In Nitra, in the week following our performance, we gave workshops and so could stay long enough to see some of the rest of the festival. I was lucky enough to be one of about 250 sitting on a stage, nearly as big as in Bucharest, around a dimly lit rostrum to see a Czech Jewish Theatre perform Job, the story of the emigration of a Jewish family from Russia to America in the last century and the miraculous healing of a mentally handicapped son left behind and reunited with his father at the end.

But their international festival was not welcomed by the Slovak authorities. They were already unhappy when in the festival's first year in 1990 an award for best play was given to a Hungarian company. They have now withdrawn funding. Ther is a strong puppet tradition in Slovakia but the director of the Puppet Theatre in Nitra has also fallen foul of the nationalist government and has recently been dismissed. Certain plays have also been forbidden. The National Theatre came out on strike at these events.

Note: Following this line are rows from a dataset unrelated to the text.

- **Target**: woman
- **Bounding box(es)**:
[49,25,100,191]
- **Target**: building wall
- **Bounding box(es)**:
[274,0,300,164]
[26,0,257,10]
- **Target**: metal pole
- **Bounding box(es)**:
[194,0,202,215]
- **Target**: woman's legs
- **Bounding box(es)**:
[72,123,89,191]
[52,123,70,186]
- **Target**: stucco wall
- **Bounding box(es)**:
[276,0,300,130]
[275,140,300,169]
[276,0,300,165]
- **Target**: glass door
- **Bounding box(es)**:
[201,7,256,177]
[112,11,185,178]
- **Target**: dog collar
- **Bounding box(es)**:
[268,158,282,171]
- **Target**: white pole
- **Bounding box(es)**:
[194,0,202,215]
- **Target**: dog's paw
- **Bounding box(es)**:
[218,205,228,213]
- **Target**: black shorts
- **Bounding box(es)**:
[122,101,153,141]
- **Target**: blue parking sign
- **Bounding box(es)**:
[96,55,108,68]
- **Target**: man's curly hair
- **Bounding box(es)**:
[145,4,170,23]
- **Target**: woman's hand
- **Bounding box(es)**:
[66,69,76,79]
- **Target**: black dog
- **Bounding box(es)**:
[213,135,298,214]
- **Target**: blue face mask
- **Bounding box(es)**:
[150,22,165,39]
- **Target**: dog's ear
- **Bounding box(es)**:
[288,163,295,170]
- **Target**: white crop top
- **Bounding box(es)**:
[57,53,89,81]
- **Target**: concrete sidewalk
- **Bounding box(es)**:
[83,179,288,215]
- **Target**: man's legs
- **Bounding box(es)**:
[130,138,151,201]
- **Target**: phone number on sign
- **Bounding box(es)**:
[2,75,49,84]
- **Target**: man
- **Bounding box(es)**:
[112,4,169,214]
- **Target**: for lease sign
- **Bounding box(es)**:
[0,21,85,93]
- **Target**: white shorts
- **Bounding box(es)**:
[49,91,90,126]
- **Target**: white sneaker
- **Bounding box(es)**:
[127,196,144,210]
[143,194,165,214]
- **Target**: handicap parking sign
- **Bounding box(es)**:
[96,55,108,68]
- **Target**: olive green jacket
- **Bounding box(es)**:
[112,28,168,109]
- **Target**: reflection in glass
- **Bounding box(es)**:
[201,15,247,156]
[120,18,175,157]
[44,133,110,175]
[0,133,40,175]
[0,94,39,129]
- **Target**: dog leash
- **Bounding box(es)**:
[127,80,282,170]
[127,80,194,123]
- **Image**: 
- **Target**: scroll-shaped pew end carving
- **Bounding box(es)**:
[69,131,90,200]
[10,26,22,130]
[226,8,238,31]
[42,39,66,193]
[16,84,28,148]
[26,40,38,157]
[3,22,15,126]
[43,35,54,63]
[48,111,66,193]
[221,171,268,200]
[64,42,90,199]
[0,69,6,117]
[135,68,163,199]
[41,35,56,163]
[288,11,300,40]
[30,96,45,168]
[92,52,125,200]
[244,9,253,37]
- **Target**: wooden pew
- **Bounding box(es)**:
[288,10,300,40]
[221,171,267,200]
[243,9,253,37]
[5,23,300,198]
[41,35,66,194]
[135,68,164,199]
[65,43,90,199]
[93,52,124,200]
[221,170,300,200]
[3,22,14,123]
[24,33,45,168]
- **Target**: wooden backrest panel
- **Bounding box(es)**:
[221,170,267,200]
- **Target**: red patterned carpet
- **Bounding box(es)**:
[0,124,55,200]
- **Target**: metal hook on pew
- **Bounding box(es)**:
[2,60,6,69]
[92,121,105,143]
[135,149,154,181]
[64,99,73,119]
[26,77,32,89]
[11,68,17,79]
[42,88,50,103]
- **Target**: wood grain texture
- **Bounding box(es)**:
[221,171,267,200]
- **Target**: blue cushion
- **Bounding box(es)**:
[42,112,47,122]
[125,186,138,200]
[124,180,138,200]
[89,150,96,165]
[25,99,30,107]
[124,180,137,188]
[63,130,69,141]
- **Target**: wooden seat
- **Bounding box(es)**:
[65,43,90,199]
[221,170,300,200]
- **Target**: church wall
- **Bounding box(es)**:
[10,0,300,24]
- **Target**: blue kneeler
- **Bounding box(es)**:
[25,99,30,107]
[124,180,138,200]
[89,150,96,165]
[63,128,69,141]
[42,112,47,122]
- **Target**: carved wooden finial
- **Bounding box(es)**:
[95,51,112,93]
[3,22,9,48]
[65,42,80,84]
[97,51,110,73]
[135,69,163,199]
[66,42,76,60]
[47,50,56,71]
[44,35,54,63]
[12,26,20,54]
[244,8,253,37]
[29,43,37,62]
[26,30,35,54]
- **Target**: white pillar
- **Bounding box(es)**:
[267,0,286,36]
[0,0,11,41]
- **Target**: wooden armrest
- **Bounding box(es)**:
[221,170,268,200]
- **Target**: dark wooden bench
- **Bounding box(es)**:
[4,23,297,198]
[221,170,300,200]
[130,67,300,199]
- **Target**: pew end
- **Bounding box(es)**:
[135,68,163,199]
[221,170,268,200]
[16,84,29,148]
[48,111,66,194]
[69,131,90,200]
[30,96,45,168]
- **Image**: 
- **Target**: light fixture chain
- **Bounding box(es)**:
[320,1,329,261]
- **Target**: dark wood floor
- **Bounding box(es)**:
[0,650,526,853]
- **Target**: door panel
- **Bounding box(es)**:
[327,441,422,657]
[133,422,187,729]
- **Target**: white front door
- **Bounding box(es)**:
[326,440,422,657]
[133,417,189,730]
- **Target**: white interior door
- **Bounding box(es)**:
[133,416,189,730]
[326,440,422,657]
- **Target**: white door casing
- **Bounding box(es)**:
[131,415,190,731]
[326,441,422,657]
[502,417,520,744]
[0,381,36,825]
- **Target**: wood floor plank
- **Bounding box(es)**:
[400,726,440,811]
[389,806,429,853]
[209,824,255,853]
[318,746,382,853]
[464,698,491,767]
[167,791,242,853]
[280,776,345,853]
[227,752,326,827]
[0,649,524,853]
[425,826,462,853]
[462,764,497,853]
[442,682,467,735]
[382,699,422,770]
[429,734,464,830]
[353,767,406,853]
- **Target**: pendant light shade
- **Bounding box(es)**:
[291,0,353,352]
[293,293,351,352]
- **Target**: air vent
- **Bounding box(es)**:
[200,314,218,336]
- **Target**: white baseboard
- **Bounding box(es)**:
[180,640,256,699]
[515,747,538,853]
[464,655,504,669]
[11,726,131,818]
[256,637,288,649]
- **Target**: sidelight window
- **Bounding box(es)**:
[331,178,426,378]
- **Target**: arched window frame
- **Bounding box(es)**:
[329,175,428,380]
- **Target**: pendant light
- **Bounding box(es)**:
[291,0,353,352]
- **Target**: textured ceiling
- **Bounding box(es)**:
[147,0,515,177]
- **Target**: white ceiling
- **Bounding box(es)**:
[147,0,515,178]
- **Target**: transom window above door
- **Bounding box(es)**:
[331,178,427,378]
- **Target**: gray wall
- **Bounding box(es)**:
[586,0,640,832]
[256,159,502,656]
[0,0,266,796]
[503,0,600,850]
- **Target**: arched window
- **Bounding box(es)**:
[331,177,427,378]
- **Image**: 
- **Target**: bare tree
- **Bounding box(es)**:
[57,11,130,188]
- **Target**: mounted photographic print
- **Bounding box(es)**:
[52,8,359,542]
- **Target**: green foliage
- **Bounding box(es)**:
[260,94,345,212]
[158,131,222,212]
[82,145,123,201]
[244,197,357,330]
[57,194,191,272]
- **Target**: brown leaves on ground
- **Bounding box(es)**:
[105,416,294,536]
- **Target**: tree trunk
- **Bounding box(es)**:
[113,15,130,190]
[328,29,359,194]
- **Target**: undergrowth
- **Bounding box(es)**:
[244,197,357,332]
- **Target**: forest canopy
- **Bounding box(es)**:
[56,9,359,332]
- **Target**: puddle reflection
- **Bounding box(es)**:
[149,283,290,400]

President Mecir led the movement that separated Slovakia from the Czech Republic without a referendum and, according to opinion polls, against the wishes of the majority. More than once I heard someone say "I hate Mecir".

People in Belgrade didn't express their contempt for Milosevic quite so nakedly. His deviousness is taken for granted. The pain is perhaps at a deeper level. We happened to have a reception at the town hall at the same time as the National Socialist symbol of the five-pointed star was being replaced by the Serbian eagle. The votes stolen from the opposition last winter were allowed them in the spring and Zoran Djindic had become the city's democratic mayor. When he came to his new office, everything belonging to the government, including computers and files, had been removed. In the ornate building only the waiters remained.

Now this October he is out and Milosevic has his placeman back. The fascist candidate doing well in the elections held the day after I left would make it illegal for non-Serbian children to go to state schools. The opposition coalition is split. But the pride of their achievements on the streets last winter remains. They call it paratheatre. At one stage the riot police cordoned the main street for eight days and nights. In front of them in the bitter cold the students and actors played, including a performance of Macbeth.

Jelena Kovacevic, a journalist with Ludus (a theatre magazine describing these events) told me how as a Serb she had recently illegally (ie without telling the police) entered the Muslim sector of Sarajevo to visit her relatives there and for the first time in her life had had to ask herself "is this person Muslim or Serb", and felt afraid.

I am privileged to have met some of the people struggling to be the conscience of their country.